We must nurture the ability to deal with reality. Even when reality is difficult, we must remember that the very fact of staying, coping, being able to deal with the difficulty – will help elevate us to the next level of our development in life.
The Angel’s response to Hagar is surprising. “Return to your mistress, and submit yourself under her hand.” (verse 9)
This shows us that the low and difficult place where Hagar finds herself will become a springboard in her life. And the main insight here is that even the hardest and lowest places we come to in life will play an important role in who we become, as we are faithful.
The greater the difficulty, the greater the growth. We encounter this in many of the Bible stories, especially in the book of Genesis: the flight of Jacob, the descent of Joseph into Egypt, the descent of Judah, and the descent of Jacob’s whole tribe into Egypt. Each of these is a decrease for the purpose of an increase.
The Angel of the LORD informs Hagar that the child in her womb has a great destiny and tells her his name. Ishmael – which means God hears her everywhere. Not only sees, but also hears.
The next development of Hagar the handmaiden is to become the mother of Ishmael and eventually of many nations. And notice the beauty in the blessing that Hagar receives. She becomes part of the blessing on Abram (See Genesis 22:17) – God will greatly multiply her seed.

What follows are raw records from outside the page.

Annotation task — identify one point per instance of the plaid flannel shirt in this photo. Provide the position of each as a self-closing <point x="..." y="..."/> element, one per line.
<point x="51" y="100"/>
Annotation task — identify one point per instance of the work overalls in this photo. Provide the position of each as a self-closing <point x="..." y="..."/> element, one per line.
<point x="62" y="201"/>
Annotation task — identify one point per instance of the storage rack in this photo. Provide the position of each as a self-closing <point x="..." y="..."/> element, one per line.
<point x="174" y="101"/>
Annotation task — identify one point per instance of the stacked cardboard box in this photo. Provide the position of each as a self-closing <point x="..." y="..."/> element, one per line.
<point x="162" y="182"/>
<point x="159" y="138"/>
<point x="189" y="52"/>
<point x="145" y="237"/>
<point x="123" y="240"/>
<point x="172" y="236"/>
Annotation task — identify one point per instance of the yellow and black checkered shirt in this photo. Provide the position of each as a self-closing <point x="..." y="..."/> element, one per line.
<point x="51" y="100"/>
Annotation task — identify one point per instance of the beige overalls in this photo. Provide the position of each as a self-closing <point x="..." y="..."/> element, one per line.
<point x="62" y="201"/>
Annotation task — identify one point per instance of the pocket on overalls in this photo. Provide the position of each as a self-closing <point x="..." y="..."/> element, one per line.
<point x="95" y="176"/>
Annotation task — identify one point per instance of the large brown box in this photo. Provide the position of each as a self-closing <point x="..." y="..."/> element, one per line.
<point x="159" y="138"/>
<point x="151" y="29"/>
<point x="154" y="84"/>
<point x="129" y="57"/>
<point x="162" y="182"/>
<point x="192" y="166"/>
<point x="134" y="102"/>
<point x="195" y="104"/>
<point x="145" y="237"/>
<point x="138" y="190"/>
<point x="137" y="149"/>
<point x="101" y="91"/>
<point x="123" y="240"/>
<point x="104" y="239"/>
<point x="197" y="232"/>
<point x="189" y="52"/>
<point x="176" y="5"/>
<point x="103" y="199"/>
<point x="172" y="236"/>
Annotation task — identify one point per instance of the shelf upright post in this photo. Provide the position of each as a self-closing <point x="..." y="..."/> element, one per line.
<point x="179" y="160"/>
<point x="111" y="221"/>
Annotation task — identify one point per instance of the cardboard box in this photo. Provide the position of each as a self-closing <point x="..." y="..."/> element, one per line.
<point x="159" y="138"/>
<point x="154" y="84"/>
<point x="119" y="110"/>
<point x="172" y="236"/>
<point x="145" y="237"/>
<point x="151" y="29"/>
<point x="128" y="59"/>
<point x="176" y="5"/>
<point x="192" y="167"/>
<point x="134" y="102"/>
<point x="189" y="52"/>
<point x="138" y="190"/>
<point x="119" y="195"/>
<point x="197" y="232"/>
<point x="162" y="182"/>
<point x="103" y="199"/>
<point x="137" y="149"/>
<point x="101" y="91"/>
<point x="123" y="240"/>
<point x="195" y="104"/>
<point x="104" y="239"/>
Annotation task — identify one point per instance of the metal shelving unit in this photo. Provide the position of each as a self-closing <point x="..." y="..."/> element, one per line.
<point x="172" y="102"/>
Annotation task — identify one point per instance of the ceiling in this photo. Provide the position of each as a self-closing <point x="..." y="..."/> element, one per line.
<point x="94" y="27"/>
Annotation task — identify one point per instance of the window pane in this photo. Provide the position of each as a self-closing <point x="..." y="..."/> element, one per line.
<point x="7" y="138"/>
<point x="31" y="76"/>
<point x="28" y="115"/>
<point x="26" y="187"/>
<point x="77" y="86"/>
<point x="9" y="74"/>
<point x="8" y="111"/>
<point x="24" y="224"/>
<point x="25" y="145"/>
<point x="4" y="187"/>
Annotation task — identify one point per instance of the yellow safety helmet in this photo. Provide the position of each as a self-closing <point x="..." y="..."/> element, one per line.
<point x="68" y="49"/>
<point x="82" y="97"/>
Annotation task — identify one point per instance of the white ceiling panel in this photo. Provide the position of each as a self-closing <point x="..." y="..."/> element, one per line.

Then the Angel of the Lord said to her, “I will multiply your descendants exceedingly…” (verse 10)
Hagar listens to the angel and the meeting ends with her naming the meeting place:
Then she called the name of the Lord who spoke to her, You-Are-the-God-Who-Sees; for she said, “Have I also here seen Him who sees me?” (verse 13)
The word roi in Hebrew has more than one meaning. It comes from the root resh-aleph-heh. The first meaning is to see physically with the eyes. Where she could no longer see, the angel came and added more depth to her vision. The additional meaning is “worthy,” to be worthy in her own eyes and then when she is worthy in her own eyes, she is also worthy in the eyes of others.
The Angel of the LORD saw her. He made clear to her the fact that despite her low status and lowliness in her own eyes, she is deemed worthy to be Ishmael’s mother – from whom would come many nations. And when she realizes that this is how the Angel of the LORD sees her, her emotion changes. She begins to see her own worth and agrees to see herself differently.
The whole encounter between the Angel and Hagar takes place at a well of water, water being a source of life. Instead of dying in the dry desert she finds water and the Angel of the LORD. Not only will she not die, she also receives a promise of continuing descendants.
She calls the water well Be’er Lachai Roi – ”The Well of the One Who Lives, Who Sees Me.”
And Hagar returns and gives birth to Abram’s son Ishmael.